Guez uses the term to introduce the first chapter of his new video piece. The subject of this chapter is Samira, whose family used to live on Jaffa port’s edge, only 200 meters from where the piece is on view at Dvir Gallery. Samira’s describes pre-1948 Jaffa, and the subsequent departure of most of the city’s Christian residents, in a mixture of her mother tongue – Arabic – and her later-acquired Hebrew. While most of her childhood memories are recounted in Arabic, the war and its consequences are described in Hebrew. In the background, the sun sets peacefully against the Jaffa beach. The discrepancy between Samira’s story and the postcard background, with its everyday commotion of surfers, joggers and dog-walkers, is poignant. The sun’s height in the frame also serves as a visual marker of Samira’s story’s progress and of passing time.

Another piece, a triple image which is presented in the show, describes one site on Ajami’s beach in three different views and shutter speeds. The site used to be the neighborhood dump, and was recently leveled, planted, and turned into a park. Samira describes how there used to be only 100 stairs separating the sea from her house; today, the park’s land has encroached upon the shoreline and the sea has receded. Samira’s house has technically “moved away” from the sea. The city municipality has piled unleveled garbage remains and garbage swept in from the sea into a provisional mound, the subject of Guez’s triple image.

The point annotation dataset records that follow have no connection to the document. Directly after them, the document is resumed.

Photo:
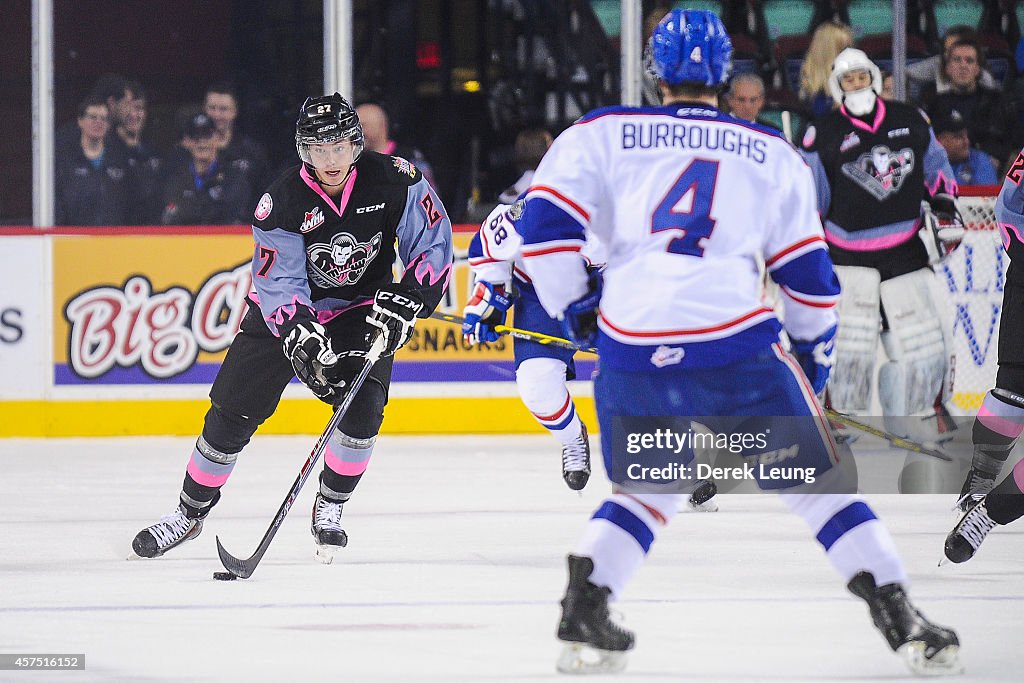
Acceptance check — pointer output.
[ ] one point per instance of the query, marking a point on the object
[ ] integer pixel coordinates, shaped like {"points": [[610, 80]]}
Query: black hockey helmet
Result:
{"points": [[327, 119]]}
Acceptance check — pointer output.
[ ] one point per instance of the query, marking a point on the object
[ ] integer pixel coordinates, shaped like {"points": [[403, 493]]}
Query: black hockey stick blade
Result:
{"points": [[245, 568]]}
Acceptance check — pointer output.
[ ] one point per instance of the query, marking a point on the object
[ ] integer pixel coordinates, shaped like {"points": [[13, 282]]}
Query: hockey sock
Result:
{"points": [[999, 422], [345, 459], [620, 534], [853, 538], [1006, 502], [207, 471], [542, 386]]}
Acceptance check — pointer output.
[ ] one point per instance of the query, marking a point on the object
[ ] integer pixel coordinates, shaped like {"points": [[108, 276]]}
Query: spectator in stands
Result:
{"points": [[237, 150], [971, 167], [145, 166], [990, 116], [747, 97], [929, 72], [91, 177], [376, 133], [828, 40], [529, 147], [206, 190]]}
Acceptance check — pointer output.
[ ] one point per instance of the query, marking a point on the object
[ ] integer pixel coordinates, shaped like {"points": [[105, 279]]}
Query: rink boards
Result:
{"points": [[121, 331]]}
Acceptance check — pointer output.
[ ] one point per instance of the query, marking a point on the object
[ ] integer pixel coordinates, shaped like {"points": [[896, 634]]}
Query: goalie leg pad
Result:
{"points": [[914, 342], [856, 340]]}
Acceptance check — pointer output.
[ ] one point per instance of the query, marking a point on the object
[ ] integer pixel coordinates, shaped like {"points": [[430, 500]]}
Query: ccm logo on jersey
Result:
{"points": [[313, 219], [666, 355]]}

As much of Guez’s past projects (Lydd Ruins, Al-Monayer, The Nation’s Groves, the Christian- Palestinian archive, etc), SABIR touches on issues such as designing the regional landscape, original and copy, national and religious identity, testimony and memory. His artistic practice has been the subject of solo exhibitions in museums and other important venues worldwide, including: Petah-Tikvah Museum for Art, the Jewish Museum in New York, KW Institute for Contemporary Art in Berlin, Tel Aviv Museum of Art and Beursschouwburg, Brussels. SABIR will be on view in conjunction with three other of Guez’s projects around the world: Scanogram #2 at the 12th Istanbul Biennial, The Nation’s Groves at Carlier Gebauer Gallery in Berlin, and Watermelons Under the Bed at the 17th International Contemporary Art Festival SESC, Videobrasil, São Paulo.